JSON vers Swift est le processus de conversion automatique de données au format JSON (objets ou tableaux) en déclarations de types struct/class Swift. JSON est le standard de facto pour les API REST, les fichiers de configuration et les journaux d'analyse, tandis que Swift est le langage de développement principal pour les applications iOS, macOS, watchOS et tvOS, ainsi qu'un langage central pour les frameworks côté serveur comme Vapor. Dans le développement, il est fréquemment nécessaire d'écrire les types Swift correspondants pour le JSON renvoyé par les API ; les écrire à la main prend du temps et est sujet à omettre des champs optionnels. Le but de cet outil est d'automatiser ce processus.

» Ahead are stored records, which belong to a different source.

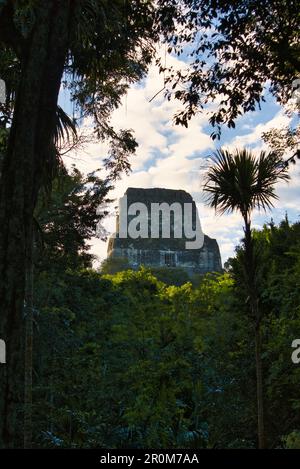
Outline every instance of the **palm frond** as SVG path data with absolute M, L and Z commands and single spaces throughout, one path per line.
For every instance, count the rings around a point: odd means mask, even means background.
M 254 208 L 267 210 L 277 199 L 275 184 L 289 179 L 287 171 L 276 153 L 255 156 L 247 149 L 220 149 L 212 156 L 204 182 L 206 201 L 220 214 L 239 211 L 246 216 Z
M 72 144 L 72 142 L 76 140 L 76 122 L 72 120 L 60 106 L 57 106 L 53 141 L 48 147 L 43 148 L 41 153 L 44 161 L 42 166 L 41 187 L 47 197 L 51 192 L 53 179 L 58 175 L 59 171 L 63 171 L 64 168 L 60 149 L 66 142 Z
M 56 109 L 56 126 L 54 132 L 55 146 L 60 146 L 64 140 L 70 141 L 77 137 L 76 121 L 60 107 Z

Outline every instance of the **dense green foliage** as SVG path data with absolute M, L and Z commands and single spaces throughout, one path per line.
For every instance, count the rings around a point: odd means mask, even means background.
M 269 446 L 295 447 L 300 368 L 291 342 L 300 330 L 300 224 L 285 220 L 254 236 L 265 266 Z M 34 446 L 256 447 L 242 254 L 240 247 L 223 275 L 175 286 L 145 268 L 112 275 L 63 263 L 50 269 L 45 251 L 35 272 Z
M 0 127 L 9 128 L 4 154 L 0 142 L 0 336 L 7 344 L 6 366 L 0 368 L 0 448 L 15 446 L 20 417 L 34 211 L 41 190 L 50 190 L 57 176 L 62 146 L 78 144 L 75 122 L 58 106 L 61 85 L 69 88 L 74 110 L 90 118 L 94 135 L 110 143 L 103 161 L 110 178 L 128 172 L 137 142 L 130 129 L 114 129 L 110 117 L 147 71 L 158 38 L 152 24 L 152 1 L 0 2 L 0 75 L 7 89 Z M 25 375 L 29 403 L 31 373 Z
M 69 271 L 37 287 L 38 445 L 206 447 L 241 445 L 240 435 L 254 444 L 255 426 L 249 436 L 238 425 L 253 370 L 228 275 L 193 289 L 144 269 Z M 244 418 L 253 427 L 254 409 Z
M 110 189 L 110 183 L 100 179 L 97 171 L 87 176 L 75 166 L 70 173 L 59 171 L 51 195 L 41 195 L 35 210 L 35 257 L 39 269 L 91 266 L 89 241 L 108 213 L 105 206 L 111 202 L 107 197 Z M 103 210 L 98 211 L 99 206 Z
M 36 447 L 256 447 L 254 293 L 268 445 L 299 446 L 299 368 L 290 359 L 300 327 L 299 224 L 255 233 L 255 289 L 241 269 L 250 266 L 247 236 L 226 274 L 193 283 L 183 272 L 131 271 L 124 262 L 92 270 L 96 207 L 108 181 L 130 170 L 137 146 L 111 115 L 145 76 L 159 37 L 179 56 L 192 49 L 186 71 L 161 66 L 167 96 L 185 106 L 177 124 L 222 96 L 210 115 L 213 138 L 256 109 L 268 83 L 286 102 L 299 74 L 299 0 L 0 2 L 1 448 L 30 447 L 32 429 Z M 64 172 L 61 156 L 80 139 L 58 106 L 61 85 L 110 143 L 110 179 Z M 277 153 L 294 151 L 296 130 L 266 137 L 284 137 L 273 142 Z M 272 158 L 264 161 L 268 179 Z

Cet outil utilise quicktype-core pour effectuer la conversion localement dans le navigateur. quicktype est un générateur de structures multilingue ; cet outil active les options just-types et no-comments pour Swift, donc la sortie est des déclarations de propriétés struct/class propres sans annotations de sérialisation telles que Codable, Decodable ou Encodable, et sans instructions import ni commentaires d'en-tête. Ces « types nus » permettent aux développeurs d'ajouter librement des protocoles, d'ajuster le contrôle d'accès ou de modifier les conventions de nommage selon les préférences des frameworks réseau comme Alamofire / Moya.

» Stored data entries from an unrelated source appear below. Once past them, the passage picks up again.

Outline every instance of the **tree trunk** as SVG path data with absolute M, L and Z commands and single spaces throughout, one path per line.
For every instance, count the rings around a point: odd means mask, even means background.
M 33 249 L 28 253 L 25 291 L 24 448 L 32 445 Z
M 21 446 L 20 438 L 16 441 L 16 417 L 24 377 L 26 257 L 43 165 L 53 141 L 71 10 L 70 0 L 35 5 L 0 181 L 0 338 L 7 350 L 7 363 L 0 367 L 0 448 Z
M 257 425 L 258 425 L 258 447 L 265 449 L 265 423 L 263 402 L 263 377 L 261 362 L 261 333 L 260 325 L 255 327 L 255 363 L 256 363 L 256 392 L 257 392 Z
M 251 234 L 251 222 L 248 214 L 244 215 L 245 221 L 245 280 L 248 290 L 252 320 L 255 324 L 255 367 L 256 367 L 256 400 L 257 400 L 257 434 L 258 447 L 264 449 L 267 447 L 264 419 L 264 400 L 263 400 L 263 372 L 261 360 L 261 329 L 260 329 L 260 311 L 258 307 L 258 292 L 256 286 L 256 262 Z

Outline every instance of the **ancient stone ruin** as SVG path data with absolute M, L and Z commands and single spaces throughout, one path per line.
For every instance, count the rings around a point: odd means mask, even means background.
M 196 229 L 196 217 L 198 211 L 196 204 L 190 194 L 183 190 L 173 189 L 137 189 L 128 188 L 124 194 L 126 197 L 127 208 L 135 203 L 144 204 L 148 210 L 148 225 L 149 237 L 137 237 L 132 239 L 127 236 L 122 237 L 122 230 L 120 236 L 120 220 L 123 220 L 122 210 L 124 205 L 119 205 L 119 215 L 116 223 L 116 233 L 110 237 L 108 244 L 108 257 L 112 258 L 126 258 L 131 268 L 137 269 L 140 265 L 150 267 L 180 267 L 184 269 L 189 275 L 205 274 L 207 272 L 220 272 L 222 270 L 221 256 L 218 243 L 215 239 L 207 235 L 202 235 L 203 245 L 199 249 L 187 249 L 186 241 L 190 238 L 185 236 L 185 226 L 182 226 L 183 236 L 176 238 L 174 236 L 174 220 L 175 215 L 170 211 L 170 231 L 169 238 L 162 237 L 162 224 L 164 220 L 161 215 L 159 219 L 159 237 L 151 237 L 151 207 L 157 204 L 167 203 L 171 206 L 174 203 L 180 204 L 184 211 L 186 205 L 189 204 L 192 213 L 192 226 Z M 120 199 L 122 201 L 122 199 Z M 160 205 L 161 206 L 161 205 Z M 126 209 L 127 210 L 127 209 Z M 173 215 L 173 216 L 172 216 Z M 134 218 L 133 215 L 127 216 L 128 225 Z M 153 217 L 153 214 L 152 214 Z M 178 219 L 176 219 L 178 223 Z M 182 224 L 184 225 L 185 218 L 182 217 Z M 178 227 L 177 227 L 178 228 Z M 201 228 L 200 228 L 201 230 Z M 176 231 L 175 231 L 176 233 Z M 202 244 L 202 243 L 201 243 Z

Le système de types de Swift est réputé pour sa sécurité. struct est un type valeur, adapté pour représenter des données immuables ; class est un type référence, adapté aux scénarios nécessitant un état partagé ou de l'héritage. Les propriétés générées par cet outil sont mappées aussi fidèlement que possible vers String, Int, Double, Bool, [T], types personnalisés, etc., de Swift. Après génération, les développeurs peuvent modifier certains champs en Optional (?) selon les besoins métier, ajouter le protocole Codable aux types, ou promouvoir un struct entier en class pour obtenir une sémantique de référence.
La gestion des objets imbriqués est une capacité clé de l'outil. Lorsque le JSON contient des objets imbriqués, l'outil génère récursivement des sous-types indépendants ; par exemple, lorsque Root contient un objet address, un type Address est généré, et le type principal le référence via var address: Address. Cela évite les définitions de types dupliquées et permet à l'autocomplétion et à la vérification de types de Xcode de suivre correctement les relations hiérarchiques. La règle de nommage capitalise la première lettre du nom du champ ; par exemple, les éléments d'un tableau users sont nommés User.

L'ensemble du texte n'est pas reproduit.